Olahraga

Kisah Peselancar Ivan Prihandoyo, Si Juara Internasional yang Gagal Jadi Atlet Lokal

Rabu, 12 Agustus 2020 - 16:54 | 144.64k
Ivan Prihandoyo, peselancar Pulau Merah Banyuwangi yang sudah puluhan kali meraih kejuaraan Internasional dan Nasional. (FOTO: Agung Sedana/ TIMES Indonesia)
Ivan Prihandoyo, peselancar Pulau Merah Banyuwangi yang sudah puluhan kali meraih kejuaraan Internasional dan Nasional. (FOTO: Agung Sedana/ TIMES Indonesia)

TIMESINDONESIA, BANYUWANGI – Ini adalah sebuah kisah Ivan Prihandoyo, peselancar asal Banyuwangi yang telah puluhan kali meraih prestasi surfing internasional maupun nasional. Namun, dia gagal untuk menjadi seorang atlet profesional di tingkat lokal.

Ivan Prihandoyo (20) atau akrabnya dipanggil Aan  adalah Pemuda asal sekitar pantai Pulau Merah, Desa Sumberagung, Kecamatan Pesanggaran, Kabupaten Banyuwangi, Jawa Timur.

Kepada TIMES Indonesia, Aan menceritakan sedikit kisahnya tentang peliknya dunia olahraga selancar di Banyuwangi. Hingga klimaks atas cita-citanya sebagai atlet surfing profesional yang terpaksa kandas dan berakhir sebagai karyawan di perusahaan milik asing di Bali.

Aan, sejak diusianya 4 tahun sudah tertarik dengan olahraga surfing. Sejak itulah, Aan belajar untuk menaiki papan selancar di atas laju ombak di pantai Grajagan, Banyuwangi. Sebelum Aan memasuki bangku pendidikan SMP, dia seringkali berpindah-pindah tempat karena profesi ayahnya sebagai pemandu wisata.

Saat tinggal di Lombok, Aan mengikuti kejuaraan surfing untuk pertama kalinya. Kala itu, Aan menduduki bangku SD kelas 6. Membawa nama Banyuwangi, Aan berhasil meraih podium pertama di kategori 12 tahun kebawah untuk kelas short board.

Peselancar-Pantai.jpg

Hingga akhirnya di usia 12 tahun, Aan menetap di Banyuwangi dan menekuni dunia surfing. Sejak itulah Aan bermimpi untuk menjadi atlet surfing profesional. Bisa membawa nama Banyuwangi di tingkat dunia dan menyabet menyumbangkan emas untuk Indonesia, begitulah mimpi Aan saat itu.

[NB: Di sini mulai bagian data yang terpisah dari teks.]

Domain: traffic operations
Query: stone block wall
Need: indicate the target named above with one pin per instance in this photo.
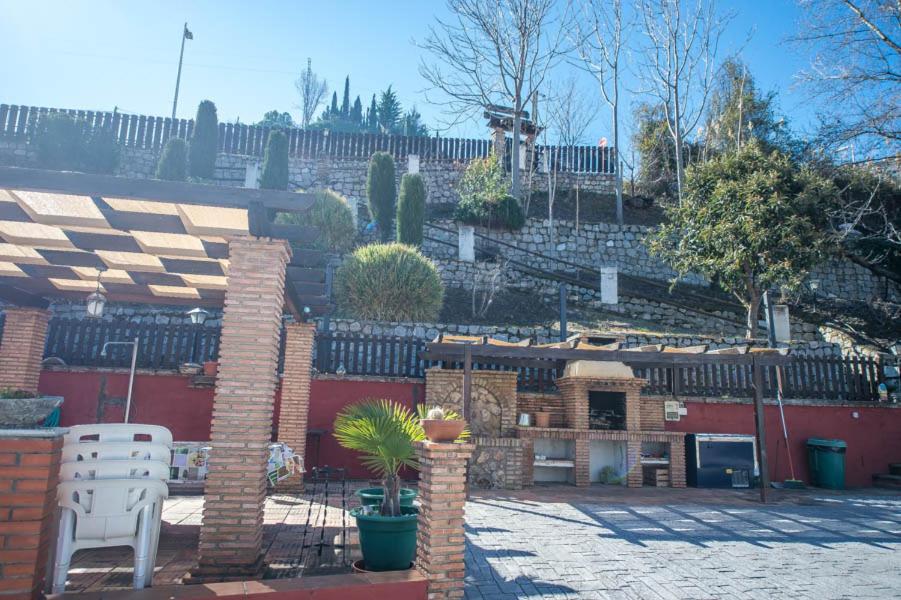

Singkat cerita, mimpi Aan mulai menjadi nyata. Saat dia berhasil membawa nama harum Banyuwangi di event tingkat Internasional. Bersaing dengan peselancar papan atas Asia dan Eropa, Aan berhasil merebut podium di posisi kedua.

"Itu event surfing tingkat internasional pertama yang saya ikuti. Dan alhamdulillah dapat juara 2," kata Aan kepada TIMES Indonesia, Rabu (12/8/2020).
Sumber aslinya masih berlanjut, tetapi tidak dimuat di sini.